Diese Entwicklung wird durch Sorgen um die psychische Gesundheit, den Datenschutz und eine generelle Müdigkeit gegenüber der „Attention Economy“ angetrieben. Anstatt technologischen Fortschritt abzulehnen, suchen die Nutzer nach einer bewussteren und kontrollierteren Beziehung zur Technologie.
Wichtige Erkenntnisse
- Eine wachsende Zahl von Nutzern wendet sich von Smartphones ab und bevorzugt einfachere „Dumbphones“ mit begrenzten Funktionen.
- Die Hauptgründe für diesen Trend sind der Wunsch nach digitaler Entgiftung, Bedenken hinsichtlich des Datenschutzes und die negativen Auswirkungen auf die psychische Gesundheit.
- Nischenhersteller wie Punkt und Light bieten Premium-Geräte für diesen Markt an, während HMD Global (Nokia) klassische Modelle wiederbelebt.
- Der Markt für Feature-Phones umfasste im letzten Jahr weltweit rund 210 Millionen verkaufte Geräte im Wert von 3,2 Milliarden US-Dollar.
- Neue Geräte wie das HMD Fuse zielen darauf ab, Kindern einen sichereren Einstieg in die mobile Kommunikation zu ermöglichen.
Ein bewusster Schritt zurück
Die ständige Präsenz von Smartphones im Alltag ist für die meisten Menschen zur Normalität geworden. Studien belegen jedoch zunehmend die negativen Folgen, die von Schlafstörungen bis hin zu verminderter kognitiver Leistungsfähigkeit reichen. Selbst die bloße Anwesenheit eines Smartphones im Raum kann die Konzentration beeinträchtigen.

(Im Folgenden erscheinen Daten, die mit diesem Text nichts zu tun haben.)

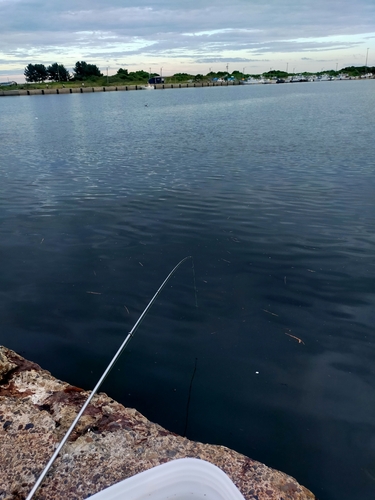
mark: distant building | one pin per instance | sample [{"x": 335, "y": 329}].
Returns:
[
  {"x": 7, "y": 84},
  {"x": 156, "y": 79}
]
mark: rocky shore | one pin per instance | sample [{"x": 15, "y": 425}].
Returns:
[{"x": 110, "y": 443}]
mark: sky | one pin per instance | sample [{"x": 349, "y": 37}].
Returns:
[{"x": 180, "y": 36}]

Aus diesem Grund entscheiden sich immer mehr Menschen für eine digitale Entgiftung. Sie suchen nach Wegen, sich von der ständigen Flut an Benachrichtigungen und dem Druck der sozialen Medien zu befreien. Sogenannte „Dumbphones“ oder „Feature Phones“ – Mobiltelefone mit grundlegenden Funktionen – erleben dadurch eine Renaissance.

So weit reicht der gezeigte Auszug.